A Ilha de Itaparica e seus dois municípios: Vera Cruz e Itaparica

A Ilha de Itaparica, situada na Baía de Todos os Santos, guarda uma das histórias mais ricas da Bahia, marcada pela presença indígena, pela colonização portuguesa e holandesa, e pela participação ativa nas lutas pela independência do Brasil.
Ocupação Inicial e Colonização
Povos Indígenas: Antes da chegada dos europeus, a ilha era habitada pelos Tupinambás, que viviam da pesca, agricultura e coleta.
Colonização Portuguesa: Em 1560, os jesuítas fundaram um núcleo em Baiacu (atual Vila de Vera Cruz), onde começaram o cultivo de cana-de-açúcar e trigo, além da criação de gado.
Invasões e Conflitos: A prosperidade da ilha atraiu a atenção de corsários e invasores. Entre 1600 e 1647, os holandeses ocuparam a região e construíram o Forte de São Lourenço.
Importância Estratégica: Itaparica tornou-se ponto-chave na Baía de Todos os Santos, com seus estaleiros, engenhos de açúcar e posição geográfica estratégica para embarcações.
Papel na Independência do Brasil
Participação Ativa: A ilha teve papel decisivo na Guerra da Independência da Bahia, com combates entre tropas brasileiras e portuguesas.
Maria Felipa de Oliveira: Figura de destaque, a marisqueira liderou ações de resistência contra os portugueses, tornando-se símbolo da luta feminina pela independência.
Batalha de Itaparica: Travada em janeiro de 1823, foi um dos marcos da vitória brasileira na Bahia.
Crescimento, Patrimônio e Reconhecimento
Emancipação de Itaparica: O município emancipou-se de Salvador em 1833 e foi elevado à categoria de cidade em 1890.
Patrimônio Histórico: A cidade conserva importantes construções coloniais, como a Igreja de São Lourenço e a Matriz do Santíssimo Sacramento, reconhecidas pelo IPHAN.
Estância Hidromineral: É a única do tipo à beira-mar nas Américas, com fontes de água mineral reconhecidas por suas propriedades terapêuticas.

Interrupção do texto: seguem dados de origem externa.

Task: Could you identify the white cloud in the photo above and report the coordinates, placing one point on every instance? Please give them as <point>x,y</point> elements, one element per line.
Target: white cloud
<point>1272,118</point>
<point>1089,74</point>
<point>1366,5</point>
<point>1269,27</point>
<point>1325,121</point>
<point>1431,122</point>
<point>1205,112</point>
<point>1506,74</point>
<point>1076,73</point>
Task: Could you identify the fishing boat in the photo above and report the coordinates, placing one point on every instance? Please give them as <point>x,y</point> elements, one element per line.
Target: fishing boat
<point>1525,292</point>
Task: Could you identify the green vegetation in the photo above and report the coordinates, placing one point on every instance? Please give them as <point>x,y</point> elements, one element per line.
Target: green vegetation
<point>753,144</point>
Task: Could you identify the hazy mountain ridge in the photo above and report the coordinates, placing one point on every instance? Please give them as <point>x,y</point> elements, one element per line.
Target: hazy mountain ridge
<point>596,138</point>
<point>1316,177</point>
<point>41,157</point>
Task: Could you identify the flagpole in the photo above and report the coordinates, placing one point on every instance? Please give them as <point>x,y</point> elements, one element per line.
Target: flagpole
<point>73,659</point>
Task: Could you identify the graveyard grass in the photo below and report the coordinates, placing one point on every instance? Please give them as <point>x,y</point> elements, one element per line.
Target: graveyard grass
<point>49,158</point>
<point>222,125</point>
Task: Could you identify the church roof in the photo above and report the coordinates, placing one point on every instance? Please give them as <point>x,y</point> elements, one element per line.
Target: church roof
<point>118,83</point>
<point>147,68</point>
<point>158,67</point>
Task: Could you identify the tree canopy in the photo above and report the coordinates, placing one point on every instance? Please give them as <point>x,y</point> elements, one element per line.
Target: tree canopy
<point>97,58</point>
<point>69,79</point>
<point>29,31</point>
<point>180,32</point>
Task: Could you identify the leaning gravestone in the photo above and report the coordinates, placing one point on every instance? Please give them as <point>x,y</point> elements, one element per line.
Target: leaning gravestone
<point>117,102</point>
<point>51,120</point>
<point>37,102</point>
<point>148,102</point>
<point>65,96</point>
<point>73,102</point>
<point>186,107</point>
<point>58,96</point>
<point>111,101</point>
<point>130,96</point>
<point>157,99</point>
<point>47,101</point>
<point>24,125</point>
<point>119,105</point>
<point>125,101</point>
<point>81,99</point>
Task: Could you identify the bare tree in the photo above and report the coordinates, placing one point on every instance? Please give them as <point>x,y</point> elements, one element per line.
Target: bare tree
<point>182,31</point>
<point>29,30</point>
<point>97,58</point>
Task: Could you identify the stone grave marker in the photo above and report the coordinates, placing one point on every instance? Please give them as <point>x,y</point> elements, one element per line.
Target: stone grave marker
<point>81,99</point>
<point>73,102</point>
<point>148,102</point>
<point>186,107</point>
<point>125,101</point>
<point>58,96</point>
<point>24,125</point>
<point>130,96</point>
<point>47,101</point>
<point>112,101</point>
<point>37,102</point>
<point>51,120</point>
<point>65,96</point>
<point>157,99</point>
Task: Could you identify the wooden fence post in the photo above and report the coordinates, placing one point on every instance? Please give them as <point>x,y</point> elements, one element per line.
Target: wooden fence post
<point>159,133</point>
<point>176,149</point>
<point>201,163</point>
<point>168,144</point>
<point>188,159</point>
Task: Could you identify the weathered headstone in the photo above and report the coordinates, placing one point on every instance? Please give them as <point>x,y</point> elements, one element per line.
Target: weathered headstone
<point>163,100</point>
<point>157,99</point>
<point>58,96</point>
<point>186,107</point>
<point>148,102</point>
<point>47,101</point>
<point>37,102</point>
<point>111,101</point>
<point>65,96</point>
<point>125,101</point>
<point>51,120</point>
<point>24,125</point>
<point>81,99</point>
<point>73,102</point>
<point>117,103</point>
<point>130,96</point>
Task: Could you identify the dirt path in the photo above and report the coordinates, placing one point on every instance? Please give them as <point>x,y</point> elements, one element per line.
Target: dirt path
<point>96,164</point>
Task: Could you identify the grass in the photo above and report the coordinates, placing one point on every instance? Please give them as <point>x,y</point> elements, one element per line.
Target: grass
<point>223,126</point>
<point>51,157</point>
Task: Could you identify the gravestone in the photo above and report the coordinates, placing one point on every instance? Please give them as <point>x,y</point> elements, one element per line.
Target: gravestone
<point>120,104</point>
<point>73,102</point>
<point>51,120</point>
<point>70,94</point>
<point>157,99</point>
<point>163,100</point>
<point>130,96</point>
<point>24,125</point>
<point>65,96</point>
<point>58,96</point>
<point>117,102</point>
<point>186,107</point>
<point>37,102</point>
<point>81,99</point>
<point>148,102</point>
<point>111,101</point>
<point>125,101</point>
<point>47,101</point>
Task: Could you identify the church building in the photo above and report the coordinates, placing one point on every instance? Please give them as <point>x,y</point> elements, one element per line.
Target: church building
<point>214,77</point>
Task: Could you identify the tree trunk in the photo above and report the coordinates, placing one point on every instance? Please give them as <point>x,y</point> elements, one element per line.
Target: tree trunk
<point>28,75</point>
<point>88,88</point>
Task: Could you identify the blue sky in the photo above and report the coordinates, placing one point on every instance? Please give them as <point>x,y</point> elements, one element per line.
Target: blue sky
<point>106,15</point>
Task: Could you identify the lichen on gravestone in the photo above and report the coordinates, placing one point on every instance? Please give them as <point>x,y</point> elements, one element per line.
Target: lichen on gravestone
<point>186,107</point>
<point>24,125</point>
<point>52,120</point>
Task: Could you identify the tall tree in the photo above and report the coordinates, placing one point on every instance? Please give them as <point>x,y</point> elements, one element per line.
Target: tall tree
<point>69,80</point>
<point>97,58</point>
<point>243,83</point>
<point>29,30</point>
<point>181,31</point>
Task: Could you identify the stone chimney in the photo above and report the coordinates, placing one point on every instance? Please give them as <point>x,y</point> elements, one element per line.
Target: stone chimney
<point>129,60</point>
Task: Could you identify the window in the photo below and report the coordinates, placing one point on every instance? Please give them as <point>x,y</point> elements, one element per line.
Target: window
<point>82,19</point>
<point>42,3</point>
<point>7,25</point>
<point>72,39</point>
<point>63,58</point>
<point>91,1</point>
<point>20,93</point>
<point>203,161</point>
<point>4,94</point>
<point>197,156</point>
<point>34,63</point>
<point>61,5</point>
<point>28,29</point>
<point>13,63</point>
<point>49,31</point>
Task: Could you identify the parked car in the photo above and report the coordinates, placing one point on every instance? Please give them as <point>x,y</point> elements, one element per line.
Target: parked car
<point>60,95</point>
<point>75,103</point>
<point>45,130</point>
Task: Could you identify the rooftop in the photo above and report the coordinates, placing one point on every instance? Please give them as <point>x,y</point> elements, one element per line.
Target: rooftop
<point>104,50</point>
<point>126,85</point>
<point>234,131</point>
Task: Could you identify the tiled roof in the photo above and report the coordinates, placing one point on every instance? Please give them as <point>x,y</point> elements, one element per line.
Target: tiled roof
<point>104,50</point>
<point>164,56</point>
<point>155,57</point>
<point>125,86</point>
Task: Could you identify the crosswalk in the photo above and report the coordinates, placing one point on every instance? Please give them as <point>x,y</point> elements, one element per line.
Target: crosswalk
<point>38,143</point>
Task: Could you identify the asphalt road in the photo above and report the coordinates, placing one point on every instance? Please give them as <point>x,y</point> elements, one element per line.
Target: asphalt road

Cultura Viva: Terra natal do escritor João Ubaldo Ribeiro, Itaparica preserva suas raízes através da literatura, festas populares e tradições seculares.
A Criação de Vera Cruz: O Filho Legítimo de Itaparica
Em 1962, a Ilha de Itaparica foi oficialmente dividida em dois municípios: Itaparica e Vera Cruz. A criação de Vera Cruz foi motivada principalmente pelas dificuldades de deslocamento enfrentadas pelos moradores das regiões mais afastadas da sede original.
Bairros como Baiacu, Campinas, Ponta Grossa, Matarandiba e Jiribatuba (na contracosta), além de Cacha Pregos, Barra Grande e o atual Cone Sul, passaram a compor o novo município, que ficou com cerca de 87% do território da ilha.
Neste mês, Vera Cruz celebra 63 anos de emancipação política, consolidando sua autonomia administrativa e reforçando sua identidade como parte essencial da história e do desenvolvimento da Ilha de Itaparica.
Conheça Vera Cruz: Tradição, Cultura e Belezas Naturais
Vera Cruz é um município dinâmico, marcado por belas paisagens naturais, forte identidade cultural e proximidade com a capital baiana.
Localização e Estrutura
Ocupa a maior parte da Ilha de Itaparica (cerca de 87%).
Está a aproximadamente 5,5 km de Salvador, com acesso facilitado por meio do terminal marítimo de Mar Grande, sede do município.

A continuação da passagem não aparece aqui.